Re: Lightweight packet timestamping

Federico Parola <fede.parola@xxxxxxxxxx> · Wed, 17 Jun 2020 11:47:31 +0200

On 16/06/20 18:07, David Ahern wrote:

On 6/16/20 10:00 AM, Jesper Dangaard Brouer wrote:

On Wed, 10 Jun 2020 23:09:34 +0200
Toke Høiland-Jørgensen <toke@xxxxxxxxxx> wrote:

Federico Parola <fede.parola@xxxxxxxxxx> writes:

On 06/06/20 01:34, David Ahern wrote:

On 6/4/20 7:30 AM, Federico Parola wrote:

Hello everybody,

I'm implementing a token bucket algorithm to apply rate limit to
traffic and I need the timestamp of packets to update the bucket.
To get this information I'm using the bpf_ktime_get_ns() helper
but I've discovered it has a non negligible impact on
performance. I've seen there is work in progress to make hardware
timestamps available to XDP programs, but I don't know if this
feature is already available. Is there a faster way to retrieve
this information?

Thanks for your attention.

bpf_ktime_get_ns should be fairly light. What kind of performance loss
are you seeing with it?

I've run some tests on a program forwarding packets between two
interfaces and applying rate limit: using the bpf_ktime_get_ns() I can
process up to 3.84 Mpps, if I replace the helper with a lookup on a map
containing the current timestamp updated in user space I go up to 4.48
Mpps.

((1/3.84*1000)-(1/4.48*1000) = 37.20 ns overhead)
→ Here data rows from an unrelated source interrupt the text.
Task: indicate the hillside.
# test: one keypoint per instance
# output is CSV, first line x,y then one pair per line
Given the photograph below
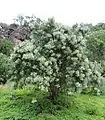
x,y
76,107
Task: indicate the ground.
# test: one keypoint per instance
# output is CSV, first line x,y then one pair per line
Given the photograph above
x,y
19,106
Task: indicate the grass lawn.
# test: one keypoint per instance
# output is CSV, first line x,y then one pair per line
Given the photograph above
x,y
76,107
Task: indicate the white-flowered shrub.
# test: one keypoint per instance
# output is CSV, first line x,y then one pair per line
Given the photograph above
x,y
54,59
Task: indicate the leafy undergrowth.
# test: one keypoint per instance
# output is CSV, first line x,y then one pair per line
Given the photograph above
x,y
76,107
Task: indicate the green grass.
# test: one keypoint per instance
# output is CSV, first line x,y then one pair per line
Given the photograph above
x,y
76,107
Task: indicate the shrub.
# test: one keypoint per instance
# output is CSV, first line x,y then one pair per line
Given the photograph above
x,y
54,59
5,66
6,46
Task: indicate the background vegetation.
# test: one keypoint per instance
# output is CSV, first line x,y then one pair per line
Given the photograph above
x,y
57,72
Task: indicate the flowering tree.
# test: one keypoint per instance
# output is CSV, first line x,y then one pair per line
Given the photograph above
x,y
54,59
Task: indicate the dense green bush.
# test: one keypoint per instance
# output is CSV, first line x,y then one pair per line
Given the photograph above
x,y
5,67
96,45
55,59
6,46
I had the same math yesterday and did some tests as well. I am really
surprised the timestamp is that high.

Do your tests show a similar overhead?

I was about to suggest doing something close to this.  That is, only call
bpf_ktime_get_ns() once per NAPI poll-cycle, and store the timestamp in
a map.  If you don't need super high per packet precision.  You can
even use a per-CPU map to store the info (to avoid cross CPU
cache/talk), because softirq will keep RX-processing pinned to a CPU.
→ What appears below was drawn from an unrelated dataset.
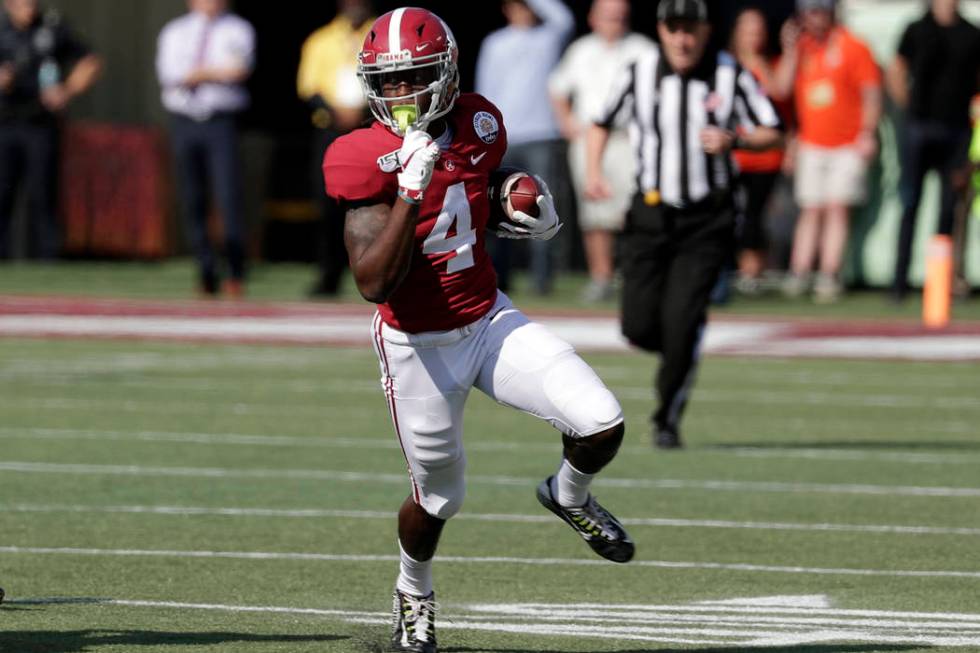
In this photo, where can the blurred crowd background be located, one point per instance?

It sounds like you update the timestamp from userspace, is that true?
(Quote: "current timestamp updated in user space")

I would suggest that you can leverage the softirq tracepoints (use
SEC("raw_tracepoint/") for low overhead).  E.g. irq:softirq_entry
(see when kernel calls trace_softirq_entry) to update the map once per
NAPI/net_rx_action. I have a bpftrace based-tool[1] that measure

I have code that measures the overhead of net_rx_action:
     https://github.com/dsahern/bpf-progs/blob/master/ksrc/net_rx_action.c

this use case would just need the enter probe.

network-softirq latency, e.g time it takes from "softirq_raise" until
it is run "softirq_entry".  You can leverage ideas from that script,
like 'vec == 3' is NET_RX_SOFTIRQ to limit this to networking.

[1] https://github.com/xdp-project/xdp-project/blob/master/areas/latency/softirq_net_latency.bt

Thanks for your suggestion, currently I have a thread in user space that 

updates a PERCPU_ARRAY map with the current timestamp every millisecond 

and the precision seems to be good enough.

I'll check your solution as well.

Can you share more details on the platform you're running this on?
I.e., CPU and chipset details, network driver, etc.

Yes, please.  I plan to work on XDP-feature of extracting hardware
offload-info from the drivers descriptor, like timestamps, vlan,
rss-hash, checksum, etc.  If you tell me what NIC driver you are using,
I could make sure to include that in the supported drivers.

I ran the test on a Intel Xeon Gold 5120 @2.60GHz on a single core using 

a dual port 40 GbE Intel XL710 NIC (i40e driver), forwarding 64 bytes 

frames between the ports.

Thanks for your help.

Federico